Tree data structure with generics

Question

I'm banging my head on the desk for hours now, but it seems like I'm too stupid to implement a tree structure in C#.

There are 2 types of nodes, I call them Node and NodeCollection.
Both Node and NodeCollection can have a parent NodeCollection
A NodeCollection can have a collection of child nodes, which are either Node or NodeCollection
A Node cannot have any childs.
A Node or NodeCollection without parent is considered to be the root node
A Node has a value of any arbitary type, done with generics
- NodeCollection
  - NodeCollection
    - Node
    - Node
    - NodeCollection
      - Node
      - NodeCollection
        
        Node
        
        Node
      - NodeCollection
    - Node

Is there a collection type from the BCL that serves this purpose? What I have so far:

public abstract class NodeBase {

    protected NodeCollection Parent { get; set; }

}

public class Node<T> : NodeBase {

    public string Key { get; set; }
    public T Value { get; set; }

}

public class NodeCollection : NodeBase {

    public ICollection<NodeBase> Children { get; set; }

}

This solution 'works', however I cannot just walk down the tree as NodeBase doesn't offer any childreen. I have to validate the type to find out if the child node is a NodeCollection, but if it is not, I can't properly cast the Node because it might be of unknown type.
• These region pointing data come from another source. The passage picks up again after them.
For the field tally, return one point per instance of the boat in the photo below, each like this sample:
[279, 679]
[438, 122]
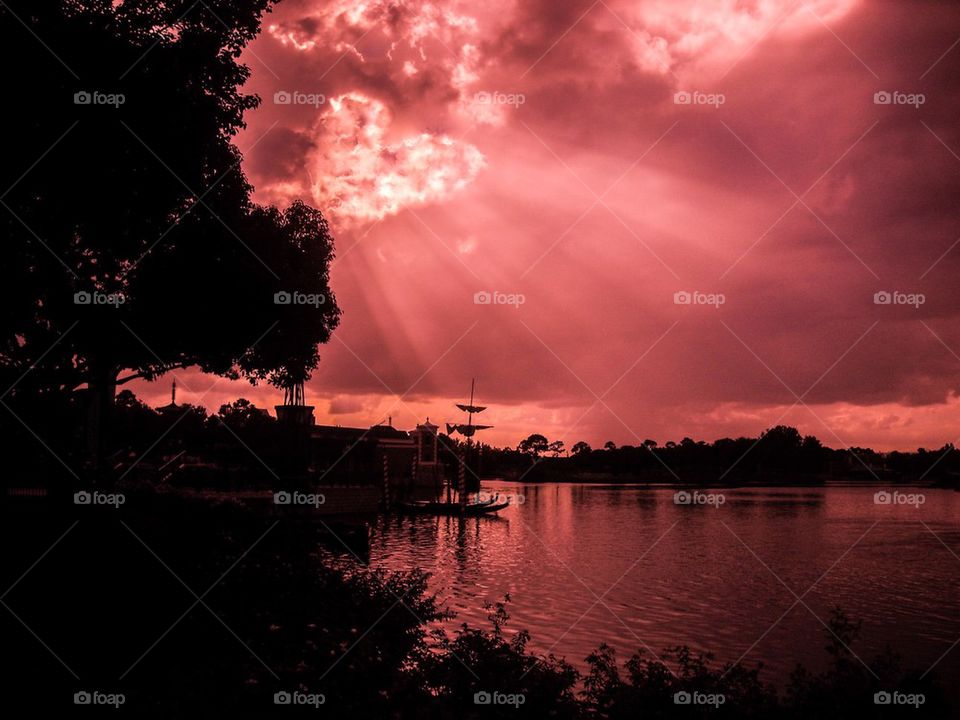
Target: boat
[430, 507]
[457, 502]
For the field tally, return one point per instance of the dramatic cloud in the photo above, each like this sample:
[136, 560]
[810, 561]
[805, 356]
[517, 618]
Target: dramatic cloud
[589, 167]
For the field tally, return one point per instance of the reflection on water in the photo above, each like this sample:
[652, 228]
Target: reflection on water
[753, 578]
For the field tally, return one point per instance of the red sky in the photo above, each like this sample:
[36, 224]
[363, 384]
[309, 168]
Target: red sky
[536, 148]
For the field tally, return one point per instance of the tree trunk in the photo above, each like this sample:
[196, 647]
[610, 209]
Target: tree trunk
[101, 392]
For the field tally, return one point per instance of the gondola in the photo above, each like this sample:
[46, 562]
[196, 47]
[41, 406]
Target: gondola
[428, 507]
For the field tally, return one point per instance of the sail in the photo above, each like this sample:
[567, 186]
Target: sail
[472, 408]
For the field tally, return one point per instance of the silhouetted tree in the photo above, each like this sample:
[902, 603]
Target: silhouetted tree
[581, 448]
[130, 241]
[535, 445]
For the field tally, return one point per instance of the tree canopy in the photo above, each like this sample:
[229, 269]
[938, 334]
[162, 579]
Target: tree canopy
[131, 240]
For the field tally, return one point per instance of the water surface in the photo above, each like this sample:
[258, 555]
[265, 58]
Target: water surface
[754, 579]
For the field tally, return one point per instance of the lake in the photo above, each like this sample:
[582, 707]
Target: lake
[626, 565]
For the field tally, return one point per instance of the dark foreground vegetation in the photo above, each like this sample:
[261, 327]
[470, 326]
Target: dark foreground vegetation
[191, 611]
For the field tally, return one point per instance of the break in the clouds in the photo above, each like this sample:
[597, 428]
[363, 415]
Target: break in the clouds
[597, 159]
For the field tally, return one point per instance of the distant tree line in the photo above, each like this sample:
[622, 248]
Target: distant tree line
[780, 453]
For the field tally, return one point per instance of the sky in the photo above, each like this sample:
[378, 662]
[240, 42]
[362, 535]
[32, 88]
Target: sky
[626, 220]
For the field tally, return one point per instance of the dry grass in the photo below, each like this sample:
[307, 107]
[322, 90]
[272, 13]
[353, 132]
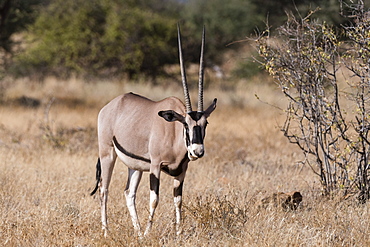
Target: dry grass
[46, 177]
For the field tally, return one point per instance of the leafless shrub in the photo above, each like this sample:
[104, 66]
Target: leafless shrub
[304, 60]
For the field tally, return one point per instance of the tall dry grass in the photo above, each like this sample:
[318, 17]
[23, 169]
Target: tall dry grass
[47, 174]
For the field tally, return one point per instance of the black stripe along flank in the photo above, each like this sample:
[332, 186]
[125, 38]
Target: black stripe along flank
[131, 155]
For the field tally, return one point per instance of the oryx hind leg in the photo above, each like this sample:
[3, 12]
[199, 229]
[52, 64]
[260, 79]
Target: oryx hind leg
[154, 176]
[107, 160]
[133, 181]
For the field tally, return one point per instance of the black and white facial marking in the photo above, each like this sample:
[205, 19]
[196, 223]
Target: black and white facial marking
[195, 124]
[194, 133]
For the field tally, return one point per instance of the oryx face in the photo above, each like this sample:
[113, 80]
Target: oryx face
[195, 124]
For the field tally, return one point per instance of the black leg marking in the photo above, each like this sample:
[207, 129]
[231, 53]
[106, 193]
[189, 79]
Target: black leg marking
[178, 190]
[154, 183]
[98, 175]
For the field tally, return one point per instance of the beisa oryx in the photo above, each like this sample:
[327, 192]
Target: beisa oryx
[151, 136]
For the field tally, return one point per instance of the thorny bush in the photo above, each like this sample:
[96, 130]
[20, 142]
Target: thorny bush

You haven't asked a question, or shown what you've tried so far, or described the problem you're facing. — Jon Skeet, Apr 30 '14 at 14:20

score 5 · Accepted Answer · answered Apr 30 '14 at 14:36

The easiest option is to just have one Node class (rather than having two types of nodes, to separate leaves from non-leaf nodes), and to have your leaf nodes just have an empty collection of children rather than no collection at all.

If it's important to have the two types of nodes for other reasons, then you'd want to have both of them implement an interface that defines a collection of children, to which the leaf nodes will return an empty collection.

Andy Brown · Answer 2 · 2014-04-30T14:59:59.253

0

For dealing with the Node not having a link to the collection, I use an abstract base class property called "HasChildren" to allow for checking, and ensure that the concrete Node implementation throws an exception if you forgot to check and tried accessing the children.

public abstract class NodeBase<T> {
  public abstract bool HasChildren { get; }
  public abstract ICollection<T> Children { get; set; }
}
public class NodeCollection<T> : NodeBase<T> {
  public override bool HasChildren { get { return true; } }
  public override ICollection<T> Children { get; set; }
}
public class Node<T> : NodeBase<T> {
  public override bool HasChildren { get { return false; } }
  public override ICollection<T> Children { get { throw new Exception("blah"); } set { throw new Exception("blah"); } }
}

I use an Add method concrete implementation from an abstract base class method to work out what to add, and how, for me this also takes care of collection sorting for adding items to NodeCollections, and enforces uniqueness if required.

edited Apr 30 '14 at 14:59

answered Apr 30 '14 at 14:37

Andy Brown

18,961
3
52
62

In what way does a linked list help? – Servy Apr 30 '14 at 14:38
As per the OP it is "a collection type from the BCL that serves this purpose", and it is very effectively used in [this implementation](http://stackoverflow.com/a/2012855/1945631) – Andy Brown Apr 30 '14 at 14:40
That's a BCL type, but *it doesn't serve this purpose*. It in now way helps him access all of the children of any particular node. Having `LinkedList` be the concrete implementation of the `ICollection` representing the children isn't really meaningful. It's no different than a `List`, except that it'll most likely perform worse in typical use cases. *Any* implementation of `ICollection` will do. – Servy Apr 30 '14 at 14:41
That's covered by having the base class implement both `Children` and `HasChildren`. The LinkedList can be used as the underlying storage, rather than rolling your own reinventions of Count, First, Last, AddX, Remove, Clear ... – Andy Brown Apr 30 '14 at 14:45
Well `HasChildren` isn't needed at all, one can simply have an empty `Children` collection. Yes, having that accessible from all node types is key, yet that's not in your answer, despite being the answer to the question. Everything about `LinkedList` is just offtopic to the question. He only needs an implementation of `ICollection` for the `Children` collection, and he's free to use whatever he wants, so long as it implements `ICollection`. There's no compelling reason to use `LinkedList` (and there are some compelling reasons not to). – Servy Apr 30 '14 at 14:49
Thanks for the comments, I thought having `Children` in the base class was implied alongside having `HasChildren`. I like `HasChildren` as it conveys intent instead of trying to iterate a null or empty collection. `LinkedList` removed from the answer to reduce confusion. – Andy Brown Apr 30 '14 at 15:01
One can check a collection to see if it has elements in just as much work as it would take to check a `HasChildren` property; even easier in many cases as you can simply `foreach` over the collection and if it's empty, it does nothing, no need to even check anything. You shouldn't have a `null` collection, or throw an exception when there are none. It should be empty. Also, in your example your `Node` and `NodeCollection` classes are effectively identical, except for the one undesirable behavior of the node's children throwing an exception. At that point why even have two classes? – Servy Apr 30 '14 at 15:03
Agreed, one can. "why even have two classes" - I didn't want to challenge what I had to assume was a fundamental design requirement by the OP. We use the `HasChildren` approach; it works well for us. However I would be equally happy with a guaranteed non-null collection as long as the tests were in place to ensure that never changed. – Andy Brown Apr 30 '14 at 15:25

Tree data structure with generics

2 Answers2